Thursday, November 5, 2009

Instrumental

Music isn't quite as categorical as it might seem. I mean, to hear music critics, you'd think there are walls between genres- and when someone dares to leap one of those walls, they achieve "crossover", like they went behind enemy territory. Really, such considerations are only for marketers, advertisers and the people duped by them. Not you, right?
So, when I say there are bands out there at the nexus point of "indie rock" and "metal"- somewhere between "Stoner Rock" and "shoegaze" and making music that resembles both Sonic Youth, and Mountain, you're not surprised at all, are you? It makes perfect sense, because all these labels make no sense to music fans, anyway.
Well, ever since bands like Deep Purple, and Black Sabbath got tagged "Heavy Metal" there has been loud trippy bands with extended jams that weren't really trying to cop jazz, or bluegrass licks, like the so-called "jam bands" do when they improvise. So, the newer instrumental, or semi-instrumental "Metal" bands that have sprung up in Neurosis' and Isis's, and Godflesh's wake might be inspired by newer music, I hear more echoes of the very early 70's in them, which might be a turn off to some folks, because they associate it with lazy, uninspired riffing. Me? I think about Can, Neu!, and their Krautrock peers. Simultaneously, I think about some of the most artistic loud bands of the past 10 years, like Queens of the Stone Age, and Deftones.
Well, here are two of the newest, so you can decide for yourself-
The first, from Chicago, Ill, USA is Pelican with their new record- What we all come to need.
Now, they are not a new band, and have practically pioneered a kind of sound, in the past- equal parts Slint and Neurosis, but with this new record they're headed into new territory- this is like what Mogwai would sound like if they gave up their pretensions of being "post Rock"- meaning it's intriguingly complex music built around a foundation of very hard rock. You know the long jams in an Isis song? Yeah, take that, speed it up, add a drummer with an exceptionally light tough for metal, and guitar interplay up there with Television, and subtract most of the vocals, and you end up with this cinematic sound- imagine Mad Max, or playing Fallout 3 with this sound track, and you'll get the idea- it's sweeping post-apocalyptic intense rock- both pretty and brutal.
The second is a northern European juggernaut- partially from Berlin, mostly from Arhus, Denmark- The Manipulated Living, with their newly-remastered demo "Prelude to Oblivian". Unlike Pelican, who specialize in a kind of twangy pounding- like a an Ennio Morricone sound track made by Ogres, the Manipulated living make a sound that's a kind of molten shimmer- like the heat distortion from a desert road in summer. In other words, there are echoes of different more gauzy types of hard rock- like the more pastoral elements of the Deftones, and the echoing drone in "Home" by Jane's Addiction.
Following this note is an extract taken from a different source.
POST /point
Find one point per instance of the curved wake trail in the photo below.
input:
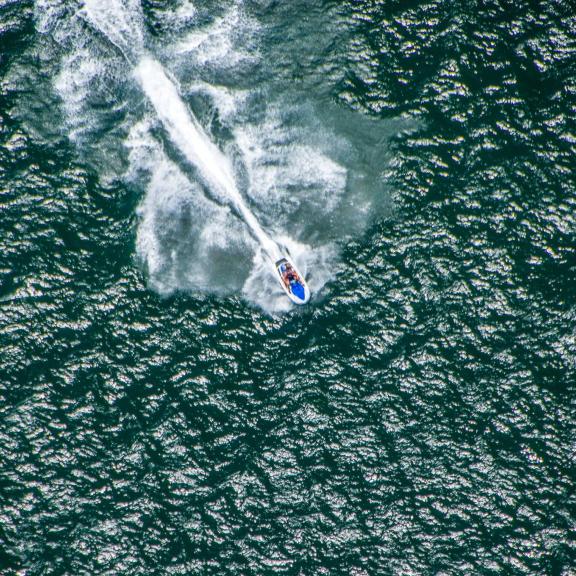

The result is less Cinematic, less airy than Pelican, and more oceanic, more trance-state. The song length in either case is Epic- figure about 8 minutes per song with Pelican, and about 10 minutes per song with The Manipulated Living- but that epic length is not an excuse- this isn't Pop music with a bridge section, like the Grateful Dead! Especially in the case of the Manipulated Living- the whole is meant to be taken in at once- like getting on a surfboard- you don't experience the ocean in parts, you feel the whole thing, then learn to isolate bits from it. This isn't the greasy kid stuff of some screamo band lost to their own inflated sense of self-worth- this bears more in common with composers like Glenn Branca and John Cage- a new way to experience the familiar. A swooning new visualization of loud music.